Quantification of Regulatory T Cells in Mouse Tumor Specimens Using Flow Cytometry
Regulatory, or suppressor, T cells (Treg) are a subpopulation of CD4+ T lymphocytes which are defined by the expression of forkhead transcription factor (FoxP3). All T cells come from progenitor cells in bone marrow, with differentiation happening in the thymus. Treg cells are not mature until a couple days later than effector T cells, which take about three weeks to mature. Before they are differentiated, cells receive signal from the self-peptide MHC complex. When there is little signal, T cells become effector T cells, whereas, a medium signal will produce Treg cells. If the cell is overwhelmed with signal, it will undergo apoptosis and die.

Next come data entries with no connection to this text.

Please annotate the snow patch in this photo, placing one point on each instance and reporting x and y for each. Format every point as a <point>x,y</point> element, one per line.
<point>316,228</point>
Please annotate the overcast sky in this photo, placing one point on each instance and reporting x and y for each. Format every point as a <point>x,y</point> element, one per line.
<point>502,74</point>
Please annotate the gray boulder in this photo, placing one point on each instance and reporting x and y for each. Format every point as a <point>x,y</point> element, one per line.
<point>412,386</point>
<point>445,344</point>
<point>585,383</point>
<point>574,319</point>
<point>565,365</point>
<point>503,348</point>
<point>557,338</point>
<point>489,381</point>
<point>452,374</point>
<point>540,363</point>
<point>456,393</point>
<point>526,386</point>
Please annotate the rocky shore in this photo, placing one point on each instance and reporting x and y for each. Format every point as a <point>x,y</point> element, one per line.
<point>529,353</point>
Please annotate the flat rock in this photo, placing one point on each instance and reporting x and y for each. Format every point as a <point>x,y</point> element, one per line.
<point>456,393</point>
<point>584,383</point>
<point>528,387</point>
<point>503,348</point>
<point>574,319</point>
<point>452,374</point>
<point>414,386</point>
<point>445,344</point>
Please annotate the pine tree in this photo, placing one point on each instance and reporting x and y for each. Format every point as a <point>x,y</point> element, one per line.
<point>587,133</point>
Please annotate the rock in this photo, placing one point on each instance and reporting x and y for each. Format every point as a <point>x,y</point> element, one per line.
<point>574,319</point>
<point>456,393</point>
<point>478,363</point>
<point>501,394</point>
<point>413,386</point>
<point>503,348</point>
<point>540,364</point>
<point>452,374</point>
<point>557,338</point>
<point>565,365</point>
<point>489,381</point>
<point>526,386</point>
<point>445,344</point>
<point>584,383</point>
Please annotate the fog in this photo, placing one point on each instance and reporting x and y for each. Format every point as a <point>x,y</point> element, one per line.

Treg cells are known to play a key role in modulating the immune system, maintaining tissue homeostasis, and preventing autoimmunity. Alteration in Treg function and homeostasis has been associated with autoimmune diseases, chronic infection, cancer, and ultimately contributes towards poor prognosis. It is well established that accumulation of Tregs in murine and human cancer tissues results in immune suppression and tumor progression. This is largely because most tumor-associated antigens are self-antigens that are over-expressed in tumors. Tregs identify them as self antigens and limits the immune response against these targets. Therefore, Tregs are a major hurdle in cancer immunotherapy and it is under extensive investigation. However, Treg functionality has been difficult to evaluate due to low cell abundance (5-10% of peripheral CD4 T cells) and lack of generic markers across species. In order to understand the role of Tregs in tumors, robust methods are required for the identification and characterization of these cells.
Flow Cytometry has the ability to rapidly and accurately measure individual targets/receptors using fluorescent tags in specific cell populations. Simultaneous detection of multiple biomarkers and the ability to examine rare cell populations makes flow cytometry a reliable technique for clinical studies, particularly in drug development. For this reason, flow cytometry can be a powerful platform for quantification of Tregs. In the recent years, flow cytometry methodology has been widely established in both drug development and basic research laboratories for detection of Tregs. However, the multitude of Treg markers, the low cell abundance of this population, the stringent staining protocol and complex gating strategy makes it a challenging task to analyze Tregs.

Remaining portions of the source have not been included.